Hope he finds someone able to take him on.

He does have an evil stare :lol:

Fingers crossed for him :thumbup:


----------



## Sled dog hotel

The best people to contact is Basset Hound Breed rescue. These people know the breed, and have the experience to work with him and then find him the most suitable home. 01257 451553 is the main number, but on the website is listed all the national co ordinators in all the various areas.
Welcome to Basset Hound Welfare


----------



## FriendsOfTheAnimalsRCT

Please do contact the above, they will be able to get him a 5* home


----------



## costelloe

Hello, 

I have contacted Basset Hound Rescue already and they have said that with a bite history they wouldn't be able to rehome him. 
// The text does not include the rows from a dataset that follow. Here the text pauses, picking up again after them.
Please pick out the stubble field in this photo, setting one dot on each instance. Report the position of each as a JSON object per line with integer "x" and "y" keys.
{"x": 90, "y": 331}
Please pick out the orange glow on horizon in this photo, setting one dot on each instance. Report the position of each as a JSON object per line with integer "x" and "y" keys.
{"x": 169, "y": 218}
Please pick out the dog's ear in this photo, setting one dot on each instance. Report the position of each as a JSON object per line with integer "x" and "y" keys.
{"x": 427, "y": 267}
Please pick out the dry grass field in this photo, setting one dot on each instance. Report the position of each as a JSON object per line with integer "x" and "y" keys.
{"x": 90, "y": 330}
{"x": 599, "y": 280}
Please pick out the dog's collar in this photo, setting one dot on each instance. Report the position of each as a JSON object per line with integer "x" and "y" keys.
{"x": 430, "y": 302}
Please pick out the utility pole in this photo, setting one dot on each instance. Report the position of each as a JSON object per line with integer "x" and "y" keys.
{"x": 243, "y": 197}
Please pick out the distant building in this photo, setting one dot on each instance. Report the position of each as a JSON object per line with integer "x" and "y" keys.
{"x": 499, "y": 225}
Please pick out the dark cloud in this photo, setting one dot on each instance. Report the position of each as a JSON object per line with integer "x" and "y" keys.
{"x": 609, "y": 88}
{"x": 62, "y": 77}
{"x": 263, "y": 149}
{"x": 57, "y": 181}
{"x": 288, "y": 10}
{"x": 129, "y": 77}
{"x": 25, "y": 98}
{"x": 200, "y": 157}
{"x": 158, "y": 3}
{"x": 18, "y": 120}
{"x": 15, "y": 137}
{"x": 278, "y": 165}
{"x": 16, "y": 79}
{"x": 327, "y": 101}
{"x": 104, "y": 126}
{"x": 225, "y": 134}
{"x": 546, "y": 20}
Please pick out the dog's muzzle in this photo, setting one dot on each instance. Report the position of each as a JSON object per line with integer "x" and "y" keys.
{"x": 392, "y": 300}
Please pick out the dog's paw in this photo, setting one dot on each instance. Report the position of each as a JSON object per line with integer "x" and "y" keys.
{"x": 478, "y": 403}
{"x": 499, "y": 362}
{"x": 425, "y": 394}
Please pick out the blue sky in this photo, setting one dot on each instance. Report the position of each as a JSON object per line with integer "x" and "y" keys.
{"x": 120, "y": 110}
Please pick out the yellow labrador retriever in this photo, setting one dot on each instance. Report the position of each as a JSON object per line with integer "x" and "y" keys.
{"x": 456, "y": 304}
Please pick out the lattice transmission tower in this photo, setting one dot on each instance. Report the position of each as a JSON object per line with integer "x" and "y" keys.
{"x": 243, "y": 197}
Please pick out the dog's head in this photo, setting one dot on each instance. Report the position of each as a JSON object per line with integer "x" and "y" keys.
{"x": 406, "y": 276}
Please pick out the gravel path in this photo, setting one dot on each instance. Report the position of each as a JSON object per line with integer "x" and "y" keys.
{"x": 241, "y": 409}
Is there any other sorts of people who can take on dogs such as this?

Thanks


----------



## FriendsOfTheAnimalsRCT

Yes. What area are you in?


----------



## costelloe

We're in West Yorkshire, but we'd be happy to meet anyone who is interested, even if that means we need to travel.


----------



## Sled dog hotel

FriendsOfTheAnimalsRCT said:


> Yes. What area are you in?





costelloe said:


> We're in West Yorkshire, but we'd be happy to meet anyone who is interested, even if that means we need to travel.


Doesnt look like friends of the animals is on line at the moment. But if you click on the link at the end of the post, there are contacts for the rescue co ordinators E-mail address etc. So you could send an email tonight referring to her post, maybe you can make contact quicker that way, as looks like they may be able to help. Sorry Basset Welfare couldnt.


----------



## FriendsOfTheAnimalsRCT

Really sorry but am afraid there isn't really any room at the inn at the moment...

Try:
:: West Yorkshire Dog Rescue :: Finding New Homes For Dogs!! :: Contact
Yorkshire Rose Dog Rescue - Contact
Dogs at Thirsk, North Yorkshire | Jerry Green Dog Rescue
Dogs Trust - Leeds Centre


----------



## Guest

What sort of aggression does he have? (Is it triggered by anything?) How frequent are the outbursts?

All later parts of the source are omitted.